Abituati come siamo ad utilizzare mezzi di
trasporto superveloci, non riusciamo più a percepire la straordinaria vitalità
di quest'uomo che, a piedi, a cavallo, o su imbarcazioni alquanto malsicure,
seppe percorrere nei suoi molteplici viaggi, le vie consolari dell'Impero e
muoversi nel mar Mediterraneo come se fosse un lago.
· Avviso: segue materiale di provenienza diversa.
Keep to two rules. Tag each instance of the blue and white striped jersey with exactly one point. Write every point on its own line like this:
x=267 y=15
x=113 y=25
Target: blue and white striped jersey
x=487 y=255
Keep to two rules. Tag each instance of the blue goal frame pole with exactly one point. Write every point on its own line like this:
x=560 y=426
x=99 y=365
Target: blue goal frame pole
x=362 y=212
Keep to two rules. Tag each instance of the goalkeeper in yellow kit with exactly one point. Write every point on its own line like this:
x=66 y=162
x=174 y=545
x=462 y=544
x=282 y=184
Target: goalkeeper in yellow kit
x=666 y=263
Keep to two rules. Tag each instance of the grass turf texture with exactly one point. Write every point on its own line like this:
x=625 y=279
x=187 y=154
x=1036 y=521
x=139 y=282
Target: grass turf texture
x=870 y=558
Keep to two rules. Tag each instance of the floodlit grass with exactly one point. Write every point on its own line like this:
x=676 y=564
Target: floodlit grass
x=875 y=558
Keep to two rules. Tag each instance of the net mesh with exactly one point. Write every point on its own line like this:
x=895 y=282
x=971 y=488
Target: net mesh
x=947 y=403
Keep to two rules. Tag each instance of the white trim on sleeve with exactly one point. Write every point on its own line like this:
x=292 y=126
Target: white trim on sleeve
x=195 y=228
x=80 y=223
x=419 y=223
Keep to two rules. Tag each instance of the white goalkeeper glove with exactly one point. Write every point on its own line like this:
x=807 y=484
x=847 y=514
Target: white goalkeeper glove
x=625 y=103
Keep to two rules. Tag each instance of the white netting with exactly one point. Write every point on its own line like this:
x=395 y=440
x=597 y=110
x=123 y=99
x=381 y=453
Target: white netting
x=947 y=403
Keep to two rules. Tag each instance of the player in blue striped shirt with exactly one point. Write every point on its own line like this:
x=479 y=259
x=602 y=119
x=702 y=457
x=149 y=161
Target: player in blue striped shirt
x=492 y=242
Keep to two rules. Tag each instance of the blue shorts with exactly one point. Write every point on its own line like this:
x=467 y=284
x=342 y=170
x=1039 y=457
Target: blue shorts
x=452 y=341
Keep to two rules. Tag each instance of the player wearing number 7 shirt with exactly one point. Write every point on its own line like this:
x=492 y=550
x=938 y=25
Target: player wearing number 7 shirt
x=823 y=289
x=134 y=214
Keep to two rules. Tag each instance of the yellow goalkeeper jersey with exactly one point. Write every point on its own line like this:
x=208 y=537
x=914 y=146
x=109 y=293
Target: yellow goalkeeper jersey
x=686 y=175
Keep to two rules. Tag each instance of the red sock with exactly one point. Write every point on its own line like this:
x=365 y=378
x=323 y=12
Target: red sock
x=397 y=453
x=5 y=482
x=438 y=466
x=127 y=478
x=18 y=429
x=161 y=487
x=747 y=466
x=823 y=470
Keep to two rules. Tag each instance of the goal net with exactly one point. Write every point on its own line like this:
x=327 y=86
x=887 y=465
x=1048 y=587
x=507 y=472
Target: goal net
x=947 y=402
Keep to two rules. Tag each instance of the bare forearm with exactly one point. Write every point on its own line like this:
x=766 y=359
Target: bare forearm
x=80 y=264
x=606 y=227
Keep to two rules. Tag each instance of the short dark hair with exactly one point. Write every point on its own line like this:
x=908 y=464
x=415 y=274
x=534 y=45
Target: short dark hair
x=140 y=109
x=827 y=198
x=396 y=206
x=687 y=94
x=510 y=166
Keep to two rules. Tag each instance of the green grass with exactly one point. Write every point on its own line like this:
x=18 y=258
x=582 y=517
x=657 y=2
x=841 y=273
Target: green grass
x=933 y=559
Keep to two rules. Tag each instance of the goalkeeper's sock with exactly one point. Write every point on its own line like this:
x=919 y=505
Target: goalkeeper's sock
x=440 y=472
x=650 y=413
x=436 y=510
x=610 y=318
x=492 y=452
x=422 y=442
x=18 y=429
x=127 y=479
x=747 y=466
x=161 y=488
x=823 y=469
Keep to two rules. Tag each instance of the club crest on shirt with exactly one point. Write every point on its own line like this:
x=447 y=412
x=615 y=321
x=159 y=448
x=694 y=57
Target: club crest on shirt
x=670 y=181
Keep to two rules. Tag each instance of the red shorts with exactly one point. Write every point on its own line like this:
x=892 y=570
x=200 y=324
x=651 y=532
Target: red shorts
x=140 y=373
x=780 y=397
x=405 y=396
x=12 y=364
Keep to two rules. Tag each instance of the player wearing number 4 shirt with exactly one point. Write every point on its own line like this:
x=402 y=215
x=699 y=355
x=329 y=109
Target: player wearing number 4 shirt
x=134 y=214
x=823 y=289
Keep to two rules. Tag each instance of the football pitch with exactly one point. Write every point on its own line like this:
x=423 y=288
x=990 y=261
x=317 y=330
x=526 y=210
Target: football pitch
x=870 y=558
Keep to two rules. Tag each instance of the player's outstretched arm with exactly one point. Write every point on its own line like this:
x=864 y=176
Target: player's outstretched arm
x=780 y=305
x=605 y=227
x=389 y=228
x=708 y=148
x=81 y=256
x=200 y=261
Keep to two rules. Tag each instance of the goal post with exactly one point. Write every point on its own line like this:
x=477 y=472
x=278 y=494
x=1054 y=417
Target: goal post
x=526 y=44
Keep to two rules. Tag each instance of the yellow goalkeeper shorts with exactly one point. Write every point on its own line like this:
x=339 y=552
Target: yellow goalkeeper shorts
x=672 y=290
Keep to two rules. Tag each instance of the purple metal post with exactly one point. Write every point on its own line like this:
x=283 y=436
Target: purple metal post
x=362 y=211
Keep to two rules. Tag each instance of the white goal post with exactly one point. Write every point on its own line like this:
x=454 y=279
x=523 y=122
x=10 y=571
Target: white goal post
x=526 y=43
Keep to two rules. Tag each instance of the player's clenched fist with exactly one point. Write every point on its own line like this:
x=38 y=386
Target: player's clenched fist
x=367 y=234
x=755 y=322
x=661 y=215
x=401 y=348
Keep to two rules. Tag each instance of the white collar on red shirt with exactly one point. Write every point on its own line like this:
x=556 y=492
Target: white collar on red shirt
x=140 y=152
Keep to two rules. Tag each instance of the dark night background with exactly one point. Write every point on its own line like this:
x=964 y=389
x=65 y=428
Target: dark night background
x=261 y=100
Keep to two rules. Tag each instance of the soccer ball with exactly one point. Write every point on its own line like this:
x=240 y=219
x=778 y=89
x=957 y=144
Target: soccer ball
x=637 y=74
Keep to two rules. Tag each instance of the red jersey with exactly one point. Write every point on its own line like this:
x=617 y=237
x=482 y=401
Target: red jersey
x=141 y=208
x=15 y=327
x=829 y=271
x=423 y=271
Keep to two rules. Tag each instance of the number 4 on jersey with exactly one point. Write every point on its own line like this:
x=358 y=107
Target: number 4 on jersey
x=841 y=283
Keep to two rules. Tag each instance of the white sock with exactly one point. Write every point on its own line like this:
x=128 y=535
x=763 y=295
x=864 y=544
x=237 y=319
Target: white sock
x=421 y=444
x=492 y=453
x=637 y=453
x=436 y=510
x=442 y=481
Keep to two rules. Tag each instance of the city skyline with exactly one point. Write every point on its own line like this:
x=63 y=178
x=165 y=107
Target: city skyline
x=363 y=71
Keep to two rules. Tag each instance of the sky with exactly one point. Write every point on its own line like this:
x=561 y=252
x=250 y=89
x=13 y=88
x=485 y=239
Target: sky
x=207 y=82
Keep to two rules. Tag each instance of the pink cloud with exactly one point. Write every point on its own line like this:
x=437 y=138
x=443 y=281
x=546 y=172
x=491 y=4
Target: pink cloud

Gli itinerari di San Paolo
portano dritti nelle grandi città del tempo ed è proprio in queste città:
Antiochia, Corinto, Efeso, Atene, ecc. che Paolo si misura con la cultura del
suo tempo e a viso aperto propone l’annuncio del Cristo crocifisso: scandalo per i giudei e
stoltezza per i pagani!
Questo suo atteggiamento è ancora
patrimonio comune per i cristiani, oppure siamo lentamente scivolati nella
tentazione di addolcire o meglio annacquare il messaggio di Gesù così da
offuscarne lo splendore originario?
Un altro aspetto caratteristico di San
Paolo rivendicato con forza da lui stesso, è quello in cui Paolo sottolinea il
fatto di essere un lavoratore che annuncia il Vangelo, Paolo non era un
predicatore itinerante, un estroso cantastorie che si spostava di città in
città contando belle storielle, era un uomo chiamato da Cristo a portare il
Vangelo nel cuore stesso dei popoli estranei a Israele, e per fare questo egli
si guadagnava da vivere svolgendo un lavoro manuale che gli consentiva di non
pesare su alcuno.
Questa sua indipendenza lo metteva nella
condizione di essere libero interiormente ed esternamente di fronte a qualsiasi
interlocutore. “Vivo ma ormai non sono più io che vivo; è Cristo che vive in
me”; “Completo nella mia carne quello che manca alla passione di Cristo”; “Quando mi sento debole allora sono veramente forte”; “Fede, speranza, amore,
il più grande dei tre è l'amore”.
Basterebbero queste poche citazioni tratte
dall'immenso epistolario paolino, per capire quanto ancora oggi ognuno di noi
deve misurarsi su questi nodi cruciali che interpellano la nostra vita e
pongono delle domande inevitabili nel contesto della realtà nella quale siamo
inseriti.
Anche oggi ci sono delle Agorà, delle
piazze, nelle quali scendere e dentro le quali misurarsi con la cultura
dominante, anche oggi ci sono città sterminate, dove la “Plantatio Ecclesiae”
ovvero il germe di una piccola, magari insignificante comunità di gente che
vive nel nome di Cristo è seme di un germoglio che darà i suoi frutti proprio
come avvenne al tempo di Paolo; occorre crederci, e ancor di più occorre
gettare questo seme sui vasti terreni che lo Spirito Santo ci indica
continuamente. Affidiamoci all’intercessione di san Paolo per ottenere dal
Signore i doni necessari per annunciare con le parole e con la vita che Dio è
padre, ci ama da sempre e per questo ha mandato il suo Figlio Gesù Cristo,
morto e risorto per la nostra salvezza.